Community Announcements
Pandera now has a discord community! Join us if you need help, want to discuss features/bugs, or help other community members 🤝
Highlights
Schema support for Dask, Koalas, Modin
Excited to announce that 0.8.0
is the first release that adds built-in support for additional dataframe types beyond Pandas: you can now use the exact same DataFrameSchema
objects or SchemaModel
classes to validate Dask, Modin, and Koalas dataframes.
import dask.dataframe as dd
import pandas as pd
import pandera as pa
from pandera.typing import dask, koalas, modin
class Schema(pa.SchemaModel):
state: Series[str]
city: Series[str]
price: Series[int] = pa.Field(in_range={"min_value": 5, "max_value": 20})
@pa.check_types
def dask_function(ddf: dask.DataFrame[Schema]) -> dask.DataFrame[Schema]:
return ddf[ddf["state"] == "CA"]
@pa.check_types
def koalas_function(df: koalas.DataFrame[Schema]) -> koalas.DataFrame[Schema]:
return df[df["state"] == "CA"]
@pa.check_types
def modin_function(df: modin.DataFrame[Schema]) -> modin.DataFrame[Schema]:
return df[df["state"] == "CA"]
And DataFramaSchema
objects will work on all dataframe types:
schema: pa.DataFrameSchema = Schema.to_schema()
schema(dask_df)
schema(modin_df)
schema(koalas_df)
Pydantic Integration
pandera.SchemaModel
s are fully compatible with pydantic:
import pandas as pd
import pandera as pa
from pandera.typing import DataFrame, Series
import pydantic
class SimpleSchema(pa.SchemaModel):
str_col: Series[str] = pa.Field(unique=True)
class PydanticModel(pydantic.BaseModel):
x: int
df: DataFrame[SimpleSchema]
valid_df = pd.DataFrame({"str_col": ["hello", "world"]})
PydanticModel(x=1, df=valid_df)
invalid_df = pd.DataFrame({"str_col": ["hello", "hello"]})

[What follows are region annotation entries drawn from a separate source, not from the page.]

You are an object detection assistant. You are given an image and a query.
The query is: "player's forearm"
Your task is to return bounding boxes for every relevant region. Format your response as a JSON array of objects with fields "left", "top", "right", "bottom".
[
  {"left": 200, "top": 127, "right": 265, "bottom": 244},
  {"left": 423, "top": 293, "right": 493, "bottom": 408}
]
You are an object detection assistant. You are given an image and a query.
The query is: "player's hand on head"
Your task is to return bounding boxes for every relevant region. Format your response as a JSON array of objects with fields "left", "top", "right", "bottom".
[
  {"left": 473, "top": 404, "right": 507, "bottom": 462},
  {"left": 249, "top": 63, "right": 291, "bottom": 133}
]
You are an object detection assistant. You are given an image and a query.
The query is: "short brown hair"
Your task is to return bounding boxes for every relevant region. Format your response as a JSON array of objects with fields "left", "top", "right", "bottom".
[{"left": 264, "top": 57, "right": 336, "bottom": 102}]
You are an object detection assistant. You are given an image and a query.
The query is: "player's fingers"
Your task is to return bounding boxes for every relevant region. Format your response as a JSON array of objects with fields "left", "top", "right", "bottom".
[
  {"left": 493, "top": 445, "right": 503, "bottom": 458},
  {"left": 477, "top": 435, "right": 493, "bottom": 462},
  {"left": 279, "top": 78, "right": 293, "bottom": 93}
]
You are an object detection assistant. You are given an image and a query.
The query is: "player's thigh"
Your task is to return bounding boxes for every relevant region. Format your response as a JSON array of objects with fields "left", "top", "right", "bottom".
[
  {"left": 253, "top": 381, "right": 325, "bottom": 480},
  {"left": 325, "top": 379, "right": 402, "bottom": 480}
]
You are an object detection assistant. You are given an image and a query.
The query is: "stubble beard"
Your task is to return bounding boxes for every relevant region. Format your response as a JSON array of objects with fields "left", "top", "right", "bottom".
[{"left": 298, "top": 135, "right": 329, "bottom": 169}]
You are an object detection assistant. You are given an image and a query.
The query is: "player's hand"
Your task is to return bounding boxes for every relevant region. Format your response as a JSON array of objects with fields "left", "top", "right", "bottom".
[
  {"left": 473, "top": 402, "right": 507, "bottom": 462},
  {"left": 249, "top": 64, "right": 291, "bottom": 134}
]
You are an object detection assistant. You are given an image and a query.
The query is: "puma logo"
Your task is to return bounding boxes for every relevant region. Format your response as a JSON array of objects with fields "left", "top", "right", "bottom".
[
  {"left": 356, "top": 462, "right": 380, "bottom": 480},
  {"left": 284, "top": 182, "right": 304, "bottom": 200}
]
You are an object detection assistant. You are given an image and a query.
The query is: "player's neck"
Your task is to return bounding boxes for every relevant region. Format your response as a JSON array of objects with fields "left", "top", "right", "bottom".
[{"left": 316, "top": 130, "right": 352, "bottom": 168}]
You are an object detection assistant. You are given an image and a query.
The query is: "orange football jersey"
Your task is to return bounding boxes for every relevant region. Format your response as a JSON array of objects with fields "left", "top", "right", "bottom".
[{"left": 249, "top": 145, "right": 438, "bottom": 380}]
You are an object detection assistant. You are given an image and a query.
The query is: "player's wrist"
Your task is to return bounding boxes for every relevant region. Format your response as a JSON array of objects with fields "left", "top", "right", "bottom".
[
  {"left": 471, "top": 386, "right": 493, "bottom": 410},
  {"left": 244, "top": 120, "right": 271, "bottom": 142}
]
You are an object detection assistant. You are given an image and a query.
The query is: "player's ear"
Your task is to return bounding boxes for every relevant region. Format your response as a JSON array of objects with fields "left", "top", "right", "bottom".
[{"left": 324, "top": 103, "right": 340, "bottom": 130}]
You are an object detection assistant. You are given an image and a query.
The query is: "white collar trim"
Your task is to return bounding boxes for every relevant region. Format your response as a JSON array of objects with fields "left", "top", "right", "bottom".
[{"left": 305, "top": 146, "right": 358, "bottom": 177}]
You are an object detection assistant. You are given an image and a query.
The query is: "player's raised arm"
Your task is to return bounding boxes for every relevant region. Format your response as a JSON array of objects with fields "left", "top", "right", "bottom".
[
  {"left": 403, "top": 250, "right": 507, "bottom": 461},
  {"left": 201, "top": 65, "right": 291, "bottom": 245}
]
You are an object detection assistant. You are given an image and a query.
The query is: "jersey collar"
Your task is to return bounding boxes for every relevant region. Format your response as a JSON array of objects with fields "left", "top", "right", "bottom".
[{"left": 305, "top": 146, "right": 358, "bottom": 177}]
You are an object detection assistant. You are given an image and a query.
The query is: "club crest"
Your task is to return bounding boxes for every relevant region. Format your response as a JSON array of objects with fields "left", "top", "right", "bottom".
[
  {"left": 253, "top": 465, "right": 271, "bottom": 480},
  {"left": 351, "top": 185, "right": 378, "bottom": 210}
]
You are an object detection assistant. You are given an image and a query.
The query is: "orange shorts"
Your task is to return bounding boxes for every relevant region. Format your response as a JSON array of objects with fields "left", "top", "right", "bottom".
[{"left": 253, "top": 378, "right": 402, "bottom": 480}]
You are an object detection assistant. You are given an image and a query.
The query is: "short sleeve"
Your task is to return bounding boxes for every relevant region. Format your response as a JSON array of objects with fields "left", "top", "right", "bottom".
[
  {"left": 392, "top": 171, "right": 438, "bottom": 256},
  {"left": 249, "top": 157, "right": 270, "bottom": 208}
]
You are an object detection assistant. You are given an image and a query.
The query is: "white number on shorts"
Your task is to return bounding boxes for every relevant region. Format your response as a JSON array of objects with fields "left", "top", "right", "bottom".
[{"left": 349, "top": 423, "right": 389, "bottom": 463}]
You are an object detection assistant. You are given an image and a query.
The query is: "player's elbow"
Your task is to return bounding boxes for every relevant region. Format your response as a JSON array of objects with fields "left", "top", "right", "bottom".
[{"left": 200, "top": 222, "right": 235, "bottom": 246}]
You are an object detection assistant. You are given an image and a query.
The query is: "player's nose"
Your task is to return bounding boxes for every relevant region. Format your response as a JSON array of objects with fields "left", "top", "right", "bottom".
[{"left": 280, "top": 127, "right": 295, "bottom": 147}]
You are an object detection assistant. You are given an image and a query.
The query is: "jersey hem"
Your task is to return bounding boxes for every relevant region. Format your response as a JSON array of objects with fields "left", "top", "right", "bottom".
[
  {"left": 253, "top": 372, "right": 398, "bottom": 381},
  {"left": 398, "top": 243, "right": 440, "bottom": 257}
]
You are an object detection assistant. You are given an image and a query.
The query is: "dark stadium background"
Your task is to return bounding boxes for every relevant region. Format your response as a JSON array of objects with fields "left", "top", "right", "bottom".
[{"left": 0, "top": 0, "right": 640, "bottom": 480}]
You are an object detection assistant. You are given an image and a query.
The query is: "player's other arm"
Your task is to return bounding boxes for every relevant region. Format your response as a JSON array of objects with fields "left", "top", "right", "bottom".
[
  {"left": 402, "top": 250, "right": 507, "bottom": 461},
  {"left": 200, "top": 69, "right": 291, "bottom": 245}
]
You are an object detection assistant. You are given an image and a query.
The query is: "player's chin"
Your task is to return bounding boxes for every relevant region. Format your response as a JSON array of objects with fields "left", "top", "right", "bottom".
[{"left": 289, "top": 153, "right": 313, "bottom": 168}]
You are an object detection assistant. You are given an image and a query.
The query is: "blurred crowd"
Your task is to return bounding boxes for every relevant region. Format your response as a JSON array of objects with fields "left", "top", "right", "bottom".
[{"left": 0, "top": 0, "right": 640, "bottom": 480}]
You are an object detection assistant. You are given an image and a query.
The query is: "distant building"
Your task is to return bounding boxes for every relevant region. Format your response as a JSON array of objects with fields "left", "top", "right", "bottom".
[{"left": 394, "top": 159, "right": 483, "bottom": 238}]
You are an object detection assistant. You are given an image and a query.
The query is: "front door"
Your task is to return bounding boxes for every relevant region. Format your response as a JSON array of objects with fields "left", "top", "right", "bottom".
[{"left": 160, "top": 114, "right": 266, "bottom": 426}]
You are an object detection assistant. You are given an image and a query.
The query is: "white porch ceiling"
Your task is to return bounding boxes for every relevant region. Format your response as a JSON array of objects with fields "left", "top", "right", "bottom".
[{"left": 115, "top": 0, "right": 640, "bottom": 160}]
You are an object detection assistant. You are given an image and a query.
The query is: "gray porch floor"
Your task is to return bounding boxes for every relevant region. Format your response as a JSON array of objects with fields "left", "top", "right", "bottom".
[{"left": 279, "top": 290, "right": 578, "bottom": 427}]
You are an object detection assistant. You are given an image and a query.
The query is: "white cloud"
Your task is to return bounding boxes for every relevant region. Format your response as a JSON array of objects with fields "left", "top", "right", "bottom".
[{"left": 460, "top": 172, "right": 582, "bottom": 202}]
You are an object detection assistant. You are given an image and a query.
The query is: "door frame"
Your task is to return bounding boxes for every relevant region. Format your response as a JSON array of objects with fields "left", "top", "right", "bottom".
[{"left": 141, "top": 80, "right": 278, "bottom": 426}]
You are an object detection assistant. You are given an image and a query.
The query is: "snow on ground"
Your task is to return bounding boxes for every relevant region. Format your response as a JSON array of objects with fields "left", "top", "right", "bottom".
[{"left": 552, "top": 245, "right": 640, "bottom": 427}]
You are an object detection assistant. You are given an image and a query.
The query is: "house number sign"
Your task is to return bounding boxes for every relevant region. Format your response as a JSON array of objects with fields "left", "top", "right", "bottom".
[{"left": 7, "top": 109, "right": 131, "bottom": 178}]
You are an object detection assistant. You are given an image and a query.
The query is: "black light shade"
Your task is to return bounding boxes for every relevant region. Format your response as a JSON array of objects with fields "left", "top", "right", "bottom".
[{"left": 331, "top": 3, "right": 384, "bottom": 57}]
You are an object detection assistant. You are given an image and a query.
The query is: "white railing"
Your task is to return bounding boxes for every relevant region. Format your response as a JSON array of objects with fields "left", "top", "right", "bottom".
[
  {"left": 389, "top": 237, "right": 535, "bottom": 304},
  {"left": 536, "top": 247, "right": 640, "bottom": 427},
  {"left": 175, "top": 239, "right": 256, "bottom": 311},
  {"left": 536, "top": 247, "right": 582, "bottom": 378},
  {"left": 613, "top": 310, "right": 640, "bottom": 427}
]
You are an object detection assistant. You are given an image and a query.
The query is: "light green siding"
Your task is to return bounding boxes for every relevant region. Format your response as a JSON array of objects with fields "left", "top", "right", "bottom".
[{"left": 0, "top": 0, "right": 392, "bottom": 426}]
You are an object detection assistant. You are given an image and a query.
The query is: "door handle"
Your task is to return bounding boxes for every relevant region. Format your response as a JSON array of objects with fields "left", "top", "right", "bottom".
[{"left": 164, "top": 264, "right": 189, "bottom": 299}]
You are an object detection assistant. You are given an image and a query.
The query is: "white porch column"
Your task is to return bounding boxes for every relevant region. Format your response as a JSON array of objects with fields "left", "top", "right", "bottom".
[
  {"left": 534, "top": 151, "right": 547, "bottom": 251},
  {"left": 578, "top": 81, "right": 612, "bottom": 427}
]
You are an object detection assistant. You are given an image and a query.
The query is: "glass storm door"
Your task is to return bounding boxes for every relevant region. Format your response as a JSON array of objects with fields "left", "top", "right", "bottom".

PydanticModel(x=1, df=invalid_df)
Error:
Traceback (most recent call last):
...
ValidationError: 1 validation error for PydanticModel
df
series 'str_col' contains duplicate values:
1 hello
Name: str_col, dtype: object (type=value_error)
Mypy Integration
Pandera now supports static type-linting of DataFrame
types with mypy out of the box so you can catch certain classes of errors at lint-time.
import pandera as pa
from pandera.typing import DataFrame, Series
class Schema(pa.SchemaModel):
id: Series[int]
name: Series[str]
class SchemaOut(pa.SchemaModel):
age: Series[int]
class AnotherSchema(pa.SchemaModel):
foo: Series[int]
def fn(df: DataFrame[Schema]) -> DataFrame[SchemaOut]:
return df.assign(age=30).pipe(DataFrame[SchemaOut]) # mypy okay
def fn_pipe_incorrect_type(df: DataFrame[Schema]) -> DataFrame[SchemaOut]:
return df.assign(age=30).pipe(DataFrame[AnotherSchema]) # mypy error
# error: Argument 1 to "pipe" of "NDFrame" has incompatible type "Type[DataFrame[Any]]";
# expected "Union[Callable[..., DataFrame[SchemaOut]], Tuple[Callable[..., DataFrame[SchemaOut]], str]]" [arg-type] # noqa
schema_df = DataFrame[Schema]({"id": [1], "name": ["foo"]})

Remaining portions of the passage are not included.